MAKALAH
MATA KULIAH FIQIH ZAKAT
Dosen : Dr. Sumuran
Harahap, M.Ag, MM, MH, M.Si.
SEJARAH PENSYARIATAN ZAKAT DAN
PERKEMBANGANNYA DARI MASA KE MASA
(SEBELUM DAN SESUDAH NABI MUHAMMAD
SAW)
ZAHRATUN NIHAYAH
(1113-046000-024)
MANAJEMEN ZAKAT INFAK SODHAQOH DAN
WAKAF
FAKULTAS SYARIAH DAN HUKUM
UNIVERSITAS ISLAM NEGERI SYARIF
HIDAYATULLAH JAKARTA
OKTOBER 2015
Latar Belakang
Islam
adalah sebuah sistem yang sempurna dan komprehensif. Dengan Islam, Allah
memuliakan manusia, agar dapat hidup dengan nyaman dan sejahtera di muka bumi
ini. Allah menyempurnakan kenyamanan kehidupan manusia, pada awalnya dengan
memberi petunjuk kepadanya tentang identitas dirinya yang sesungguhnya. Allah
mengajarkan kepadanya bahwa ia adalah seorang hamba yang dimiliki oleh Tuhan
yang maha Esa dan bersifat dengan sifat-sifat kesempurnaan. Selanjutnya Allah
memberikan sarana-sarana untuk menuju kehidupan yang mulia dan memungkinkan
dirinya melakukan ibadah. Namun demikian, sarana-sarana tersebut tidak akan
dapat diperoleh kecuali dengan jalan saling tolong menolong antar sesama atas
dasar saling menghormati, dan menjaga hak dan kewajiban sesama.
Diantara
sarana-sarana menuju kebahagian hidup manusia yang diciptakan Allah melalui
agama Islam adalah disyariatkannya Zakat. Zakat disyariatkan dalam rangka
meluruskan perjalanan manusia agar selaras dengan syarat-syarat menuju
kesejahteraan manusia secara pribadi dan kesejahteraan manusia dalam hubungannya
dengan orang lain. Zakat berfungsi menjaga kepemilikan pribadi agar tidak
keluar dari timbangan keadilan, dan menjaga jarak kesenjangan sosial yang
menjadi biang utama terjadinya gejolak yang berakibat runtuhnya ukhuwah,
tertikamnya kehormatan dan robeknya integritas bangsa.
A.
Pensyariatan
Zakat
Artinya: “Dirikanlah
shalat dan tunaikanlah zakat”. (QS. Al-Baqarah: 43)
Pada peringkat
permulaan Islam, zakat diwajibkan di Mekah. Hal ini banyak diterangkan di dalam
nas al-Quran yang turun dalam period Mekah. Namun kewajipan tersebut
diperintahkan secara umum dengan tidak diperincikan jenis-jenis zakat, apakah
harta yang diwajibkan zakat serta kadar yang wajib dikeluarkan.
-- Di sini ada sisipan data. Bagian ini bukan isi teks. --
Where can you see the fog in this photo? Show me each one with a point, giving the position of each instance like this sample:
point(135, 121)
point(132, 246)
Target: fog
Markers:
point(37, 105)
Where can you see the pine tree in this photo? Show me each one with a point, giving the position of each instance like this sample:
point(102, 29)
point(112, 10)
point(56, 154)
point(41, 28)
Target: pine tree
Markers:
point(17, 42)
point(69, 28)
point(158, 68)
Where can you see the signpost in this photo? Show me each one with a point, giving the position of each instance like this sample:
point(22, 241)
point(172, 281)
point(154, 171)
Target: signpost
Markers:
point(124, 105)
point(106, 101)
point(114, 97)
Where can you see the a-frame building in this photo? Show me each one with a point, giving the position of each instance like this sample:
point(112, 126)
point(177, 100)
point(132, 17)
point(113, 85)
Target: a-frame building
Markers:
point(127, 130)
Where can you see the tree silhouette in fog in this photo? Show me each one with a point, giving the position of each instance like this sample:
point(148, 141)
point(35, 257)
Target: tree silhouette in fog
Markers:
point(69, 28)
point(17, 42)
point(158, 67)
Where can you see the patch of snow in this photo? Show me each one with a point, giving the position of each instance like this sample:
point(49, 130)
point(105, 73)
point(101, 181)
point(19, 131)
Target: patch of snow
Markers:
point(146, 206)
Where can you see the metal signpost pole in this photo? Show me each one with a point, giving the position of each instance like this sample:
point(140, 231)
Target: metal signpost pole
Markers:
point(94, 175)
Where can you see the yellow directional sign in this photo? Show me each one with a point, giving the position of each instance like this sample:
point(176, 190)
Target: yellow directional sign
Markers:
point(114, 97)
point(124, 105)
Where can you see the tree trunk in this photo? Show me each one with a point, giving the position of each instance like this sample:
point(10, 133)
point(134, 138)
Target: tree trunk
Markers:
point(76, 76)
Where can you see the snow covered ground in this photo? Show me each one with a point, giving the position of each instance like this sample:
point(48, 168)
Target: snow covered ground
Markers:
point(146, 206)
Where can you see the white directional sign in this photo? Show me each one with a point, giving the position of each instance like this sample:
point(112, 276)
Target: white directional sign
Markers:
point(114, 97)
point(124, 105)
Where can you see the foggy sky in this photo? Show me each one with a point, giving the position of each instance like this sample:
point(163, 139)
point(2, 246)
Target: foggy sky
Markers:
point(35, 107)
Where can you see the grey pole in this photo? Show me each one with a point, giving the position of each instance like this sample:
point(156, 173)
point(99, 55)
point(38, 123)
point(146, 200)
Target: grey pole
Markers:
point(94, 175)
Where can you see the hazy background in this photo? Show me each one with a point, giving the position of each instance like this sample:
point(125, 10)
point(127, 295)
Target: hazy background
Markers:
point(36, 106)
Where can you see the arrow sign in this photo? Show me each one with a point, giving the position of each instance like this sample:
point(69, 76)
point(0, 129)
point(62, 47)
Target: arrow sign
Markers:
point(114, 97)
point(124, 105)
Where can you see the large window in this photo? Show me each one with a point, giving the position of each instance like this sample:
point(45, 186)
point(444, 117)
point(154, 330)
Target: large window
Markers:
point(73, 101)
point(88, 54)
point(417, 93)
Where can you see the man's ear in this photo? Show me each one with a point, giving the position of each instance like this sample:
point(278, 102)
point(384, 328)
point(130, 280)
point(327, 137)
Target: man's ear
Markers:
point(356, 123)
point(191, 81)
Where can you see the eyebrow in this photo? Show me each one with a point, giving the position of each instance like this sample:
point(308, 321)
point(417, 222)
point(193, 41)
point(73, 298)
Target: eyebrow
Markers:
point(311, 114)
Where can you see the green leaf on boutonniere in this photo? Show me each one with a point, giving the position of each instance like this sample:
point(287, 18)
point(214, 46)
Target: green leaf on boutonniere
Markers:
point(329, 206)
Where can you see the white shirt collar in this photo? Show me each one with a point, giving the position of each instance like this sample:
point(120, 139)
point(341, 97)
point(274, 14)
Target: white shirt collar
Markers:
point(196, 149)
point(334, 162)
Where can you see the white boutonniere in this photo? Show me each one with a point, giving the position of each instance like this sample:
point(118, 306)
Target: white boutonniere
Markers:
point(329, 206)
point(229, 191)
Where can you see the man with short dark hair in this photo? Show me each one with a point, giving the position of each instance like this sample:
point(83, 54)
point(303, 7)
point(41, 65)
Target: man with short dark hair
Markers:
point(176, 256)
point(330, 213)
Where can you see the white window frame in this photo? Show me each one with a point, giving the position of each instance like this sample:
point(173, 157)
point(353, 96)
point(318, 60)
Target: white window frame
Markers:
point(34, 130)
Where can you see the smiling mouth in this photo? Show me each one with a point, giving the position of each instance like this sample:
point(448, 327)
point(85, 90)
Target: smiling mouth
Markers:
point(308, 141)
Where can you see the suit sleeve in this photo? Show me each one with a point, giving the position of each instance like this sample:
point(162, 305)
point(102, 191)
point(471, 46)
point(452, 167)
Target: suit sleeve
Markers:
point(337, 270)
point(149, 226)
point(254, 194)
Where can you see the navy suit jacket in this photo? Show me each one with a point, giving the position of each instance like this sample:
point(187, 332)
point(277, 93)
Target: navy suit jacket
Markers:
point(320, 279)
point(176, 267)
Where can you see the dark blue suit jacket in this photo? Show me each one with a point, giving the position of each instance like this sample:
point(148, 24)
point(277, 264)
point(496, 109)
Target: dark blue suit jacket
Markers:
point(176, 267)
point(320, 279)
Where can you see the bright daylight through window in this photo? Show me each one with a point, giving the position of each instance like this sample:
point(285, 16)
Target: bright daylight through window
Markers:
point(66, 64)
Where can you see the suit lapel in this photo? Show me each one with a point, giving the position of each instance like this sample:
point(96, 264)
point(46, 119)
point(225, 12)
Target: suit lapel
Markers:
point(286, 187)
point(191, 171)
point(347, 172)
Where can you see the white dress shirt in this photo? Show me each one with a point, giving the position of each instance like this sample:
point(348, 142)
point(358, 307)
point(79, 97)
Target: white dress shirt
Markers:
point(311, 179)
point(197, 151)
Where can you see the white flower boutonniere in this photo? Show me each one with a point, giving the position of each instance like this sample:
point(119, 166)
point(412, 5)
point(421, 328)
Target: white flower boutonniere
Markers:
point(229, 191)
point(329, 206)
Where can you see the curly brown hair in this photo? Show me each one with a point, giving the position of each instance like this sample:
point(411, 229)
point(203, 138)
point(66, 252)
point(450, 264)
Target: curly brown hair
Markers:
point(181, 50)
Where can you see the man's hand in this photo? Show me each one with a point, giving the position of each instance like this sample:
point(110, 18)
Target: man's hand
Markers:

Persoalan ini
diserahkan kepada budi bicara dan timbang rasa masyarakat Islam di Mekah pada
masa itu. Jika mereka seorang yang kaya, berharta dan ingin berzakat, mereka
boleh mengeluarkan apa sahaja dengan kadar yang mereka mahu berikan.[1]
Setelah penghijrahan
Baginda SAW ke Madinah, umat Islam semakin kuat dan negara Islam mula dibentuk.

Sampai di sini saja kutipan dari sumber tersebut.